Такси Виктора припарковалось в паре шагов от памятника трём учёным, и автопилот учтивым голосом сообщил о достижении пункта назначения. Утро было в самом разгаре, и рабочий день кипел уже на подступах к институту. Справа и слева мелькали группы учёных, активно передвигающихся и громко, но неразборчиво обсуждающих свои научные повестки; тут и там стояли небольшие самодельные стойки, в которых молодые исследователи, подобно продавцам летнего лимонада, зазывали окружающих. Они заманивали других таких же молодых соискателей броскими научными фразами, призывая обсудить их исследовательские работы, а иногда и поучаствовать в эксперименте. Со стороны вся эта картина производила впечатление муравейника или ярмарки и, по сути, являлась не чем иным, как настоящей ярмаркой идей. Учёные перемешивались с целыми толпами туристов, которых московские гиды водили хороводами в главный мозговой центр столицы. И вокруг института, и в его стенах всегда бурлила жизнь: обычно научная, но часто с примесью обывательского любопытства. С первого взгляда было абсолютно непонятно, как такая пёстрая публика и, особенно, голосистая научная молодёжь сочетаются с тем крайне консервативным подходом, о котором Лука упоминал Виктору в машине. Но по мнению определённого круга учёных, эта беготня и вечная активность скорее были фасадно-показательными, имеющими мало общего с фундаментальной наукой, ставшей неповоротливой и медленной, да ещё и в условиях, когда, по выражению того же Луки, всё главное уже было открыто. Эта шумная среда стала привычной для всех работников института, да и в целом всех научных предприятий и высших учебных заведений России и мира. Указанная громоздкость не мешала её ярко выраженной публичности, сопровождающейся огромным и продолжающим расти интересом людей к миру научного. Именно поэтому в период после окончания ЭММИ любая научная конференция, форум, публичная лекция или брифинг вызывали неподдельный и живой интерес граждан, считающих и себя частью этой научной субстанции и следующих за ней по пятам в реальном и цифровом мирах. Всё это уже давно стало обыденным для самих учёных, привыкших если не к статусу новых героев популярной культуры, то точно лиц, почти постоянно находящихся в центре общественного внимания. И на такое повальное увлечение наукой, разумеется, сами учёные смотрели положительно. Искренне радовалось старшее поколение, прошедшее через Эпоху международных микро-инфарктов и осознающее ценность яркой и прекрасной мирной жизни.

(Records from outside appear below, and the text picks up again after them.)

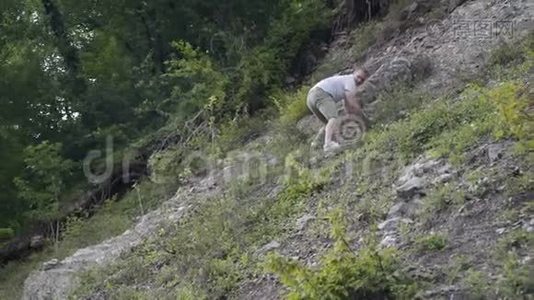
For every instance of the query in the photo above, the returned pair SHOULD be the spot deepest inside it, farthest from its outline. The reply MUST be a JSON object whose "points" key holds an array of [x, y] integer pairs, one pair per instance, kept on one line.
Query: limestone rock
{"points": [[303, 221]]}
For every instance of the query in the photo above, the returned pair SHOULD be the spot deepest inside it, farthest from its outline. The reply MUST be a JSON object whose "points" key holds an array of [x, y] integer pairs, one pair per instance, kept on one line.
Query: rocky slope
{"points": [[437, 56]]}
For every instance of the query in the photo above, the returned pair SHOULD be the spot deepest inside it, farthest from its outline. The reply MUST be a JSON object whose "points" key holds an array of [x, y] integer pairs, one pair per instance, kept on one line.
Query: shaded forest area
{"points": [[75, 73]]}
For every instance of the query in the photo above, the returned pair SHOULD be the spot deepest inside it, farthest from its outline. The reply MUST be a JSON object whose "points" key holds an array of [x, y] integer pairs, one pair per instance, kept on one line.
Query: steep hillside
{"points": [[435, 202]]}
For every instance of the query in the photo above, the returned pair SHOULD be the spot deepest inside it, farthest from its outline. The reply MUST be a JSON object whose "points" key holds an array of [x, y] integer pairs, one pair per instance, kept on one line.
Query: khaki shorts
{"points": [[322, 104]]}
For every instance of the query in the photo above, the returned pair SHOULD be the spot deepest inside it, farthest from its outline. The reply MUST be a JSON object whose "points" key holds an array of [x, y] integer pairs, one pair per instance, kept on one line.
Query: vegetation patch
{"points": [[344, 273]]}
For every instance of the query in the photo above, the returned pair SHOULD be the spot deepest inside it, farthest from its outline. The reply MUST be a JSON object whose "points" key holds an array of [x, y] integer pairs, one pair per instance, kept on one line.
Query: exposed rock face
{"points": [[410, 187], [404, 68]]}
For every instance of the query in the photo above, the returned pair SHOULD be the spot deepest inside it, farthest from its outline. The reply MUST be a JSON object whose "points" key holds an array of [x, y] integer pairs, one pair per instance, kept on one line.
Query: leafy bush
{"points": [[292, 107], [370, 273]]}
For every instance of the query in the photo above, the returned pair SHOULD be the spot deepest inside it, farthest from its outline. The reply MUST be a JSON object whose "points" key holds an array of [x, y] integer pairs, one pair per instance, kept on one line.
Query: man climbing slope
{"points": [[323, 100]]}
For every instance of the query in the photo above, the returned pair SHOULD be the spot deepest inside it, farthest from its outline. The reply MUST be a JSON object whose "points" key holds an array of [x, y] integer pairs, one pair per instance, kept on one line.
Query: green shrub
{"points": [[291, 106], [6, 233]]}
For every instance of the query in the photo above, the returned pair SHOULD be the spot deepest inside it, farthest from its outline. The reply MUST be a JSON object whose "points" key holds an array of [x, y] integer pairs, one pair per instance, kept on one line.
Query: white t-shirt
{"points": [[338, 85]]}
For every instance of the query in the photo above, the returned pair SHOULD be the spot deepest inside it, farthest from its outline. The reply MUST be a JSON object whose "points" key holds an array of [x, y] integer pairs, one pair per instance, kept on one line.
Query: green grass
{"points": [[431, 242]]}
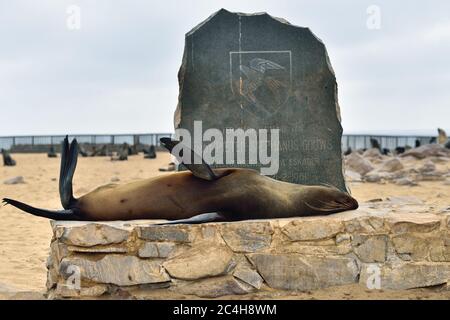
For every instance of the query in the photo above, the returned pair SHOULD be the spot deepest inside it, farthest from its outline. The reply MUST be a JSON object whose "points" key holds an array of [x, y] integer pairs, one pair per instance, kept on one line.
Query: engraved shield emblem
{"points": [[261, 80]]}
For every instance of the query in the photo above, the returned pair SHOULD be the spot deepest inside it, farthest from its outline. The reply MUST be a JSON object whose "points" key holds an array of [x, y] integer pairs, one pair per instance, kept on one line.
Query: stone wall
{"points": [[406, 250]]}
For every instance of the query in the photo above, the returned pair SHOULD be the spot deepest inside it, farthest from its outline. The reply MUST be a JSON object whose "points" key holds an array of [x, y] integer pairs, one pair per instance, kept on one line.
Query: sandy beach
{"points": [[24, 239]]}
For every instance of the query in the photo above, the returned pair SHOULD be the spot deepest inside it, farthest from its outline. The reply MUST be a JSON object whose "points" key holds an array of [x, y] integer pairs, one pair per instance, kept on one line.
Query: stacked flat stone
{"points": [[136, 258]]}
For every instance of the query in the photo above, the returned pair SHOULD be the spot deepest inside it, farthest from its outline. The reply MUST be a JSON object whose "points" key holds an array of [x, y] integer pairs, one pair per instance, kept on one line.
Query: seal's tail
{"points": [[69, 214], [69, 156]]}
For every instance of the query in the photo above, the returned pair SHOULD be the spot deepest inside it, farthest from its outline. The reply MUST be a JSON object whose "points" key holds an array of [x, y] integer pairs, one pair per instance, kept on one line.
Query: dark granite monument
{"points": [[255, 71]]}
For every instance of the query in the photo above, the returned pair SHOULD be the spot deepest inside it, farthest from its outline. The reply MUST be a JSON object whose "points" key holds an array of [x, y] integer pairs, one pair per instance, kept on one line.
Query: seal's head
{"points": [[321, 200]]}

Двигаясь зигзагами через скопления людей в сторону центрального входа, Виктор машинально надел автономный наушник, осуществляющий в реальном времени одновременный перевод со всех языков мира. Такие наушники, заменившие смартфоны, помогали коллегам из разных стран общаться на родных языках, что давало возможность более точной передачи любых идей и мыслей. «Если мы не перелистываем страницу и не находим ННП, то хотя бы прогрессируем в плане прикладных инструментов», – на ходу объяснял Виктор самому себе, добавляя с нескрываем тщеславием и предвкушением: – «Но сегодня особый день. Сегодня мир изменится».
Мысли Виктора прервал одёрнувший его сзади человек.
– Вьити-и-иа! – воскликнул молодой человек с задорным иностранным акцентом. Это был сутулый, но коренастый, словно тяжелоатлет-олимпиец или мастер единоборств, азиат с короткостриженными волосами, похожими скорее на велюровую ермолку. Но его главной особенностью была невероятно добрая, привлекательная улыбка, которая, пожалуй, могла поднять настроение любому, с кем он общался.
– Джо! Здорово! Вот это сюрприз так сюрприз!
Оба крепко обнялись, и сутулый молодой человек продолжил, но уже на китайском:
– Я сегодня утром прилетел, специально на конференцию Пиавел Гиеннадьевич, Вьиттиа, – было видно, как товарищ Виктора силился правильно произнести некоторые имена, хотя во всем остальном коммуникативных проблем между двумя не возникало благодаря наушникам.
– Так вот, – продолжал китайский студент, – я уже хотел идти на первую лекцию, но тут выяснилось, что профессор Астахов сам перенес свою лекцию. Вместо неё он будет присутствовать на твоей презентации!
– В смысле? Джо, а ты откуда знаешь? И он? Мы вроде как не объявляли публичных мероприятий, скорее обсуждение в узком кругу кафедры и редколлегии «Вестника Капицы».
– Друг мой, оглянись вокруг, – демонстративно и почти смеясь отозвался Джо, указывая на потоки людей вокруг института, – новости об открытиях в нашем веке распространяются ещё до того, как сами открытия совершаются! Ну что, оценил намек? О, великий повелитель тахионов! – рассмеялся Джо.
– М-да… – озадаченно произнёс Виктор, смотря по сторонам, – вот тебе и прямое доказательство формулы. Но серьёзно, кто сказал-то?
– Да ваш, ваш… Грегори Саглуупов… твой научный руководитель, если правильно помню, он?
– Да-да… Быстро, конечно, всё происходит. Слушай, сам как? Скучал по тебе!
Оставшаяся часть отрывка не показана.